Introduction

Although many cognitive computational models (e.g. neural networks and support vector machines, etc.) have been proposed to solve classification problem, those methods encounter lots of challenges, such as poor computational scalability, trivial human intervention, etc. Recently, extreme learning machines (ELM) [1,2,3,4,5], as a cognitive-based technique, are proposed for “generalized” Single-Layer Feed-forward Networks (SLFNs) [1, 2, 4, 6, 7]. ELM can analytically determine the output layer using Moor-Penrose generalized inverse by adopting the square loss of prediction error. Huang et al. [4, 6, 8, 9] have rigorously proved that, in theory, ELM can approximate any continuous functions and also proved the classification capability of ELM [4]. Moreover, different from traditional learning algorithms [10], ELM tends to achieve not only the smallest training error but also the smallest norm of output weights for better generalization performance [3, 7]. Its variants [11,12,13,14,15,16,17,18,19] also focus on the regression, classification, and pattern recognition applications.

For the past years, there are a number of improved versions of ELM. A weighted ELM was proposed for binary/multiclass classification tasks with both balanced and imbalanced data distribution [20]. Bai et al. [21] proposed a sparse ELM for reducing storage space and testing time. Huang et al. [22] proposed a semi-supervised ELM for classification, in which a manifold regularization with graph Laplacian was imposed as constraint, and an unsupervised ELM was also explored for clustering. Liu et al. [23,24,25] proposed many methods to address the issue of tactile object recognition. Recently, Liu et al. [26] also proposed an extreme kernel sparse learning for tactile object recognition, which combines the ELM and kernel dictionary learning.
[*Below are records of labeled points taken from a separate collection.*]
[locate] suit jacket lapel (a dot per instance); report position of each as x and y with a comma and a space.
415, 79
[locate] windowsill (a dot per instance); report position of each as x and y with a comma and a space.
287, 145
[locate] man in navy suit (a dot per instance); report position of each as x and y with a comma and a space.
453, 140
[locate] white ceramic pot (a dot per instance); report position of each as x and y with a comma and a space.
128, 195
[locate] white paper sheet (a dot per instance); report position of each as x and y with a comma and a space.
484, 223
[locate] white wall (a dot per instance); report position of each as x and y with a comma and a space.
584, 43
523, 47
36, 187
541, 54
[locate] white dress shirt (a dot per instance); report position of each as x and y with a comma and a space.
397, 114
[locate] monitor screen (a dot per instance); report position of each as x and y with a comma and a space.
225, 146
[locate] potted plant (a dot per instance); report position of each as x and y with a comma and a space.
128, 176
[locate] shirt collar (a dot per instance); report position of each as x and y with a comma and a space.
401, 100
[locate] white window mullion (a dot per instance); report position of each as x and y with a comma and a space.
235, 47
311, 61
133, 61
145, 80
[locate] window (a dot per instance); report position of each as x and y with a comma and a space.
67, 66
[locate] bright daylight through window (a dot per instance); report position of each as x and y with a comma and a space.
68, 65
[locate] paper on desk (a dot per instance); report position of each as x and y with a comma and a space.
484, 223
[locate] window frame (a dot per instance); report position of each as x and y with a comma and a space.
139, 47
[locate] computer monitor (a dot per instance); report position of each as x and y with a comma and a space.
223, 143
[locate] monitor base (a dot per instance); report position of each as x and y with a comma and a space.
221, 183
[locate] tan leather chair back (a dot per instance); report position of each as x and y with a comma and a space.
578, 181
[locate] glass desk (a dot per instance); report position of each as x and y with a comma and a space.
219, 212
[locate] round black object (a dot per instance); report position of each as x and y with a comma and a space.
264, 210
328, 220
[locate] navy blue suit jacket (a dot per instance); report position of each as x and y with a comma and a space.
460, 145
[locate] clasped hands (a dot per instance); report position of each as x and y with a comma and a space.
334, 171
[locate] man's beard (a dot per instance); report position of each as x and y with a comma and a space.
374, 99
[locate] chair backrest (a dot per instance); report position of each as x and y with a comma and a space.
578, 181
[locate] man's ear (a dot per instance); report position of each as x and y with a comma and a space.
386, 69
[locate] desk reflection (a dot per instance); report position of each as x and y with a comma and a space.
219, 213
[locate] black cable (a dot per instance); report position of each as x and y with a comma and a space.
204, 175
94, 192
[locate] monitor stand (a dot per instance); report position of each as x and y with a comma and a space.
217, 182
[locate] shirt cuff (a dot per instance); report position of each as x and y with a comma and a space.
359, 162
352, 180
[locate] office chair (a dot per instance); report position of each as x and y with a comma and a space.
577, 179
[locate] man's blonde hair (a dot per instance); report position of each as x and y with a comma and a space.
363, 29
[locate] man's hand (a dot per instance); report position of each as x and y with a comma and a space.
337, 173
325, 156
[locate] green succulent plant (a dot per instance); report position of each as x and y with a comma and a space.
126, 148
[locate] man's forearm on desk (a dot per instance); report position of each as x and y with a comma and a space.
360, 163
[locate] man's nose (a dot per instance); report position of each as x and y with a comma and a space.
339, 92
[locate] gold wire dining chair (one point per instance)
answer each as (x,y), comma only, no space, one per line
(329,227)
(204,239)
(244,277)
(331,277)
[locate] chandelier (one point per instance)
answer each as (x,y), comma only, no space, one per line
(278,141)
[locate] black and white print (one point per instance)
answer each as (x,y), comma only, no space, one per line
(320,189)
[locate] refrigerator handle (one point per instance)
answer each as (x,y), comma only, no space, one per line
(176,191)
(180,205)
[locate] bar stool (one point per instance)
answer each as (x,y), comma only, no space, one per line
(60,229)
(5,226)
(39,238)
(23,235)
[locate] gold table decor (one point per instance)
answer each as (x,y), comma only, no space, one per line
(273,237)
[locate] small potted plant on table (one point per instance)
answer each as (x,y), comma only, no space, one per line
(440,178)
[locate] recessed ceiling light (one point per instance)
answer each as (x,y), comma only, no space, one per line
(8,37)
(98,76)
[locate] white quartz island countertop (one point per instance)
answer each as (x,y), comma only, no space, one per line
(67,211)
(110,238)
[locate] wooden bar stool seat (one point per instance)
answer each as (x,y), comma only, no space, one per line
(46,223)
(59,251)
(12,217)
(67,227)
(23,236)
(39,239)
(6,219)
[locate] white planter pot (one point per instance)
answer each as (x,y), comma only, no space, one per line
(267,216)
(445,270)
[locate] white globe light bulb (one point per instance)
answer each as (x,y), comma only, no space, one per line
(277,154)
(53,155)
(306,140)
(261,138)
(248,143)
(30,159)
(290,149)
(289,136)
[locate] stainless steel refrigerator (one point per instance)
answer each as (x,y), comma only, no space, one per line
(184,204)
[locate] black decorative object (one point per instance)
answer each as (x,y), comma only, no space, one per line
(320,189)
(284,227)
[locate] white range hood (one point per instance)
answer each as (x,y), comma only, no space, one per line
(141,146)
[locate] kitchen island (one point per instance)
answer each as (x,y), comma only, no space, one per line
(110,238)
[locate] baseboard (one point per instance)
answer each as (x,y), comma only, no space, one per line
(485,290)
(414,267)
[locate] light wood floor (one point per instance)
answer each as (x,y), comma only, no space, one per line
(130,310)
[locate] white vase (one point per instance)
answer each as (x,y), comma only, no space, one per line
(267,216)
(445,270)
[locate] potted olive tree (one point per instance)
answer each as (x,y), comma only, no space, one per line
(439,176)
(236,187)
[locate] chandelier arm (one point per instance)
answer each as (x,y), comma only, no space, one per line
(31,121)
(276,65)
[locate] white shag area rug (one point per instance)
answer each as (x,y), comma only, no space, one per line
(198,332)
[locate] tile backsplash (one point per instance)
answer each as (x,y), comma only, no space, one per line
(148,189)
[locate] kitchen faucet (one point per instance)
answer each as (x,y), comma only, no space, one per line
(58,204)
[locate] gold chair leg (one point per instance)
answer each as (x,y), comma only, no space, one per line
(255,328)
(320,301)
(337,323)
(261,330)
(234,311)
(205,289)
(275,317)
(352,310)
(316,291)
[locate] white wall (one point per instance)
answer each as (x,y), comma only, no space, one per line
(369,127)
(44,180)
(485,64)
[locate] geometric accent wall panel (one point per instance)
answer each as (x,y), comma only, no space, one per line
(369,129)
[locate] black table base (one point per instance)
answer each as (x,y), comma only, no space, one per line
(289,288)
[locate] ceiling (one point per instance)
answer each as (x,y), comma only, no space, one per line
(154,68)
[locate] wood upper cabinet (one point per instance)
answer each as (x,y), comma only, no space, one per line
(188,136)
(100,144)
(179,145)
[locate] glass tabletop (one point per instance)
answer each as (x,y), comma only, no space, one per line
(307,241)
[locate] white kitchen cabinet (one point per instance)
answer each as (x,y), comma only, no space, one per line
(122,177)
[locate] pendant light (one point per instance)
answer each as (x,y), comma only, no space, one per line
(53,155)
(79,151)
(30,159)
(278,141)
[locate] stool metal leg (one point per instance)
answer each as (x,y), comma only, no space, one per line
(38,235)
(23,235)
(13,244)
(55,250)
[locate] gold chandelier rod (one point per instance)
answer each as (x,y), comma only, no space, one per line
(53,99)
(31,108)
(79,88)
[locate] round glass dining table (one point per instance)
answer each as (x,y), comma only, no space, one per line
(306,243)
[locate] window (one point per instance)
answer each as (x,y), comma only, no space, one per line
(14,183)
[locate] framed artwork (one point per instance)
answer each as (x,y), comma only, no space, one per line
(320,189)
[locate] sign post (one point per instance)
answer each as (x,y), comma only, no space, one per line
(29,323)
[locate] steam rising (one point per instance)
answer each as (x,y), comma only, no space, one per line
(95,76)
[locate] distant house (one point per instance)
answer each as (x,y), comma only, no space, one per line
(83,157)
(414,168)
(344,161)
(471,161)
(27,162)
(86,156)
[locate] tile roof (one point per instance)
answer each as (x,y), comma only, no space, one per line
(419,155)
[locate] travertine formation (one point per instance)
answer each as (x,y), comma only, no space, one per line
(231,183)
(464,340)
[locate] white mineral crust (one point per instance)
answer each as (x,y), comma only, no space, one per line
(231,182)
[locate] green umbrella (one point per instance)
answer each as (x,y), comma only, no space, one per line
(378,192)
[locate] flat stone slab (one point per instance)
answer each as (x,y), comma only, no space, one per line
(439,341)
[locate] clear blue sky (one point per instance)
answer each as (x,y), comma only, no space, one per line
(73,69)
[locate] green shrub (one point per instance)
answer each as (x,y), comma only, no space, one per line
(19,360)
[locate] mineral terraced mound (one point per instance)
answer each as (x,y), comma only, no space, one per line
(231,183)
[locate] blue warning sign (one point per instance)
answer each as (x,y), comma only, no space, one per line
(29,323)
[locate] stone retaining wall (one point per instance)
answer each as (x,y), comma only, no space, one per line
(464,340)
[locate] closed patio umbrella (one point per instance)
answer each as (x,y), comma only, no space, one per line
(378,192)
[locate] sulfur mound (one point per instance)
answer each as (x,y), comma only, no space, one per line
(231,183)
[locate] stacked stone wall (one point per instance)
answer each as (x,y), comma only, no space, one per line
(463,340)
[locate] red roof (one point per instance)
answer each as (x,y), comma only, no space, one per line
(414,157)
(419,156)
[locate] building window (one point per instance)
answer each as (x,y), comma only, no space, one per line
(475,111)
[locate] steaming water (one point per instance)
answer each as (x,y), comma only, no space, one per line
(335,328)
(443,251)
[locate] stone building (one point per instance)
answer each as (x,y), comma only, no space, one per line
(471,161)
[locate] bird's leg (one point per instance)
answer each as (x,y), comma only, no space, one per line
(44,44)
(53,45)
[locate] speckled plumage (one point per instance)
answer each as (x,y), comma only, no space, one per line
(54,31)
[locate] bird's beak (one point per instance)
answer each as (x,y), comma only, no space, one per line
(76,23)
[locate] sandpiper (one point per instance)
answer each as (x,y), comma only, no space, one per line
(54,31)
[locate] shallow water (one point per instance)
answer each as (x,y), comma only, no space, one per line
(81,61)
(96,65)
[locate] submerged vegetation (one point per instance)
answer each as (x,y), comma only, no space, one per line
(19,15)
The data distribution obtained in different stages with different sampling conditions would be different, which is identified as cross-domain problem. Traditional ELM assumes that the data distribution between training and testing data should be similar and therefore cannot address this issue. To handle this problem, domain adaptation has been proposed for heterogeneous data (i.e. cross-domain problem), by leveraging a few labeled instances from another domain with similar semantic [27, 28]. Inspired by domain adaptation, Zhang et al. [29] proposed a domain adaption ELM (DAELM) for classification across tasks (source domain vs. target domain), which is the first paper to study the cross-domain learning mechanism in ELM. However, DAELM was proposed as a cross-domain classifier, and how to learn a shared (common) subspace with source and target domains, to our knowledge, has never been studied in ELM. Therefore, in this paper, we extend ELMs to handle cross-domain problems by transfer learning and subspace learning, and explore its capability in multi-domain application for ELMs. Inspired by DAELM, we propose a cross-domain extreme learning machine (CdELM) for common subspace learning, the basic idea of the proposed CdELM method is illustrated in Fig. 1, in which we aim at learning a shared subspace β. Notably, the proposed CdELM is different from DAELM that we would like to learn a shared subspace for source and target domains, instead of a shared classifier.

Fig. 1
figure 1

Schematic diagram of the proposed CdELM method; after a subspace projection β, the source domain and target domain of different space distribution lie in a latent subspace with good distribution consistency (the centers of both domains become very close and drift is removed). Formally, the upper coordinate system denotes the raw data points of source domain and target domain in three dimensions. We use the word “center” to represent the mean of each domain data. From the upper figure, we can see that the difference between the mean of source domain and the mean of target domain is large. After a subspace projection β in the below figure, we can see that the values of d 2 become smaller, which demonstrate that the distribution difference becomes small, and both domains of different space distribution lie in a latent common subspace with good distribution consistency

The remainder of this is as follows. Section 2 contains a brief review of ELM. In Section 3, the proposed CdELM method with detailed model formulation and optimization algorithm is presented. The experiments and results have been discussed in Section 4. Finally, Section 5 concludes this paper.

Related Work

Review of ELM

Briefly, the principle of ELM is described as follows. Given the training data X = [x 1, x 2,  … , x N ] ∈  N × n, where n is the dimensionality and N is the number of training samples, and T = [t 1, t 2,  … , t N ] ∈  N × m denotes the labels with respect to the data X, where m is the number of classes. The output of the hidden layer is denoted as ℋ(x i ) ∈  1 × L, where L is the number of hidden nodes and ℋ(⋅) is the activation function. The output weights between the hidden layer and the output layer being learned is denoted as β ∈  L × m. The regularized ELM aims at minimizing the training error and the norm of the output weights for better generalization performance, formulated as follows:

$$ \begin{array}{l}\underset{\beta}{ \min}\mathrm{\mathcal{L}}=\frac{1}{2}{\left\Vert \beta \right\Vert}^2+\frac{C}{2}\sum_{i=1}^N{\left\Vert {\xi}_i\right\Vert}^2\\ {} s. t.\mathrm{\mathscr{H}}\left({x}_i\right)\beta ={t}_i-{\xi}_i, i=1,\dots, N\end{array} $$
(1)

where ξ i denotes the prediction error with respect to the ith training pattern x i and C is a penalty constant on the training errors.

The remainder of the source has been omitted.